La globalizzazione è finita, ormai relegata al passato e ne sono molto contento. E’ finita nel momento in cui si smette di comprare al prezzo più basso. Dal febbraio 2022 non si compra più il gas dai russi perchè “costa di meno” ma perchè non ci riconosciamo in quel Paese. Nasce o meglio si riscopre un valore: per far affari non bastano “i soldi” è necessario riconoscersi e specchiarsi con valori e atteggiamento comuni. Quest’aspetto la globalizzazione non l’ha mai saputo interpretare e capire restando limitata al “prezzo più basso”. Tolto il confronto tra prezzi, non resta più nulla della globalizzazione.

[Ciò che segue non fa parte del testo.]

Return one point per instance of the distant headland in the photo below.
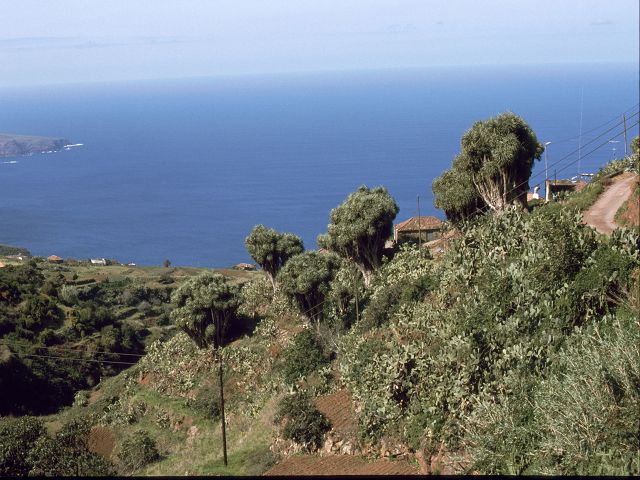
(15, 145)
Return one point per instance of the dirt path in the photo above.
(341, 465)
(600, 214)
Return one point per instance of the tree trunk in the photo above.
(222, 417)
(367, 275)
(272, 278)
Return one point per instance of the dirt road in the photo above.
(600, 214)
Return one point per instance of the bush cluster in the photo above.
(26, 449)
(303, 422)
(137, 451)
(509, 294)
(303, 357)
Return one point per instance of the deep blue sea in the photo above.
(183, 169)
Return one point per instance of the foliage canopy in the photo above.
(359, 228)
(271, 249)
(205, 304)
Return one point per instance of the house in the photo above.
(426, 228)
(247, 267)
(553, 187)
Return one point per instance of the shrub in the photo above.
(588, 409)
(69, 295)
(137, 451)
(303, 357)
(40, 312)
(304, 424)
(67, 454)
(17, 436)
(207, 401)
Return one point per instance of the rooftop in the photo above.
(419, 223)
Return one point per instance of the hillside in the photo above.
(512, 352)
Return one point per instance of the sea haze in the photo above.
(183, 170)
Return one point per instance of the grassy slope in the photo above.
(628, 214)
(249, 438)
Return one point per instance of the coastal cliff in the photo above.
(15, 145)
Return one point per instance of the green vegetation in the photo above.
(306, 279)
(514, 352)
(137, 451)
(271, 249)
(303, 357)
(494, 165)
(360, 227)
(26, 449)
(303, 423)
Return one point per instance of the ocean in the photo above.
(183, 169)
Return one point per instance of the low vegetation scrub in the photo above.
(510, 293)
(302, 357)
(26, 449)
(137, 451)
(303, 422)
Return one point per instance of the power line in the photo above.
(598, 127)
(73, 359)
(57, 347)
(482, 210)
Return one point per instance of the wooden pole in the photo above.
(221, 383)
(624, 121)
(355, 285)
(419, 226)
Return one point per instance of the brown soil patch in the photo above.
(145, 379)
(631, 216)
(101, 441)
(94, 396)
(338, 408)
(341, 465)
(601, 214)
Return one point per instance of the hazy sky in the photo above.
(58, 41)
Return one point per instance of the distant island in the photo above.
(15, 145)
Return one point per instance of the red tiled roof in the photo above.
(419, 223)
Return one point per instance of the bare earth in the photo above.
(600, 214)
(341, 465)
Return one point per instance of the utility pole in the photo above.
(219, 327)
(546, 169)
(355, 284)
(580, 136)
(419, 226)
(624, 121)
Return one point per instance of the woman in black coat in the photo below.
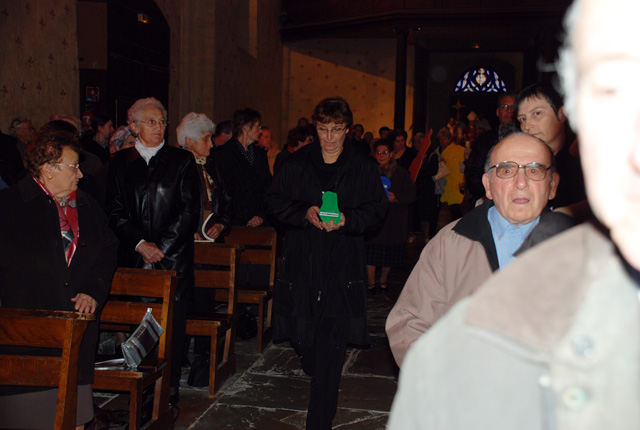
(320, 295)
(56, 253)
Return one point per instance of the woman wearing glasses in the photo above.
(320, 295)
(57, 253)
(386, 249)
(153, 205)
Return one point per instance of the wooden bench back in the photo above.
(45, 329)
(124, 306)
(216, 268)
(259, 247)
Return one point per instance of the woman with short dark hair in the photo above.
(320, 295)
(56, 253)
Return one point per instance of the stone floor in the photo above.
(270, 391)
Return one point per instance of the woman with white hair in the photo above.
(194, 135)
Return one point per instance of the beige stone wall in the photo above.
(39, 51)
(360, 70)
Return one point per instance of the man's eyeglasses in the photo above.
(509, 169)
(334, 130)
(75, 167)
(153, 122)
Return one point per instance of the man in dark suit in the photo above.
(153, 204)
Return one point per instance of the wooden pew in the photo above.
(45, 329)
(259, 248)
(124, 310)
(216, 268)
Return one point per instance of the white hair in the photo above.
(567, 64)
(193, 125)
(135, 112)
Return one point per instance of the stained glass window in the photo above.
(480, 80)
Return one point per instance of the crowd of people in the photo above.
(509, 297)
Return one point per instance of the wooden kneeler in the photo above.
(258, 248)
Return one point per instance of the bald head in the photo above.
(520, 194)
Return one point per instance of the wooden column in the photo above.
(421, 79)
(401, 78)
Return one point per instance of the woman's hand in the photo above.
(256, 221)
(150, 252)
(330, 226)
(313, 216)
(215, 231)
(84, 303)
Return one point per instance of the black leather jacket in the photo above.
(157, 203)
(221, 198)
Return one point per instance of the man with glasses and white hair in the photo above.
(520, 180)
(153, 205)
(554, 340)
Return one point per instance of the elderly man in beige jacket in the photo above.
(553, 341)
(520, 180)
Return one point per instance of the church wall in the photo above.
(39, 51)
(360, 70)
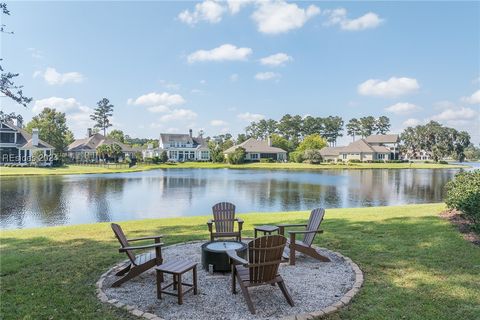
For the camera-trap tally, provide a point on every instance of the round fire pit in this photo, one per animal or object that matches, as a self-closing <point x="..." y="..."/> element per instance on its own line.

Attenzione che andando in soffitta o pensione la globalizzazione, entrano in crisi anche altri aspetti connessi.
La globalizzazione ha letteralmente navigato sia nel virtuale sia nell’immigrazione. Il primo aspetto non sembra apparentemente in crisi per quanto ogni cosa virtuale, essendo immateriale, vale poco se non nulla, infatti è immateriale.
Certamente l’amore è immateriale ed è un valore, anche il rispetto è immateriale e ci viviamo nel rispetto, ma internet resta “la sintesi di un pensiero mai sviluppato” come lo definisce Zygmunt Bauman, padre della sociologia moderna.
Resta il fatto, che al momento i negozi chiudono (aspetto triste) per proseguire ad affidarsi a una macchinetta (il telefono, detto cellulare) per comprare da chi non si conosce (sperando che vada bene). Quanto tempo andrà ancora avanti questa follia? in un mondo “liquido” è difficile dirlo, si spera che venga presto ridimensionato in un ruolo del 10% residuale del commercio; oggi sfiora il 20%.
Sulla questione dell’immigrazione la globalizzazione è finita perchè è in aperta contestazione negli Stati Uniti come in Italia e altrove. Nella stessa Francia è difficile definire francesi coloro che restano immigrati per intere generazioni. Si conferma che l’immigrazione tra entità culturali e razziali diverse, non è mai un buon connubio per nessuno.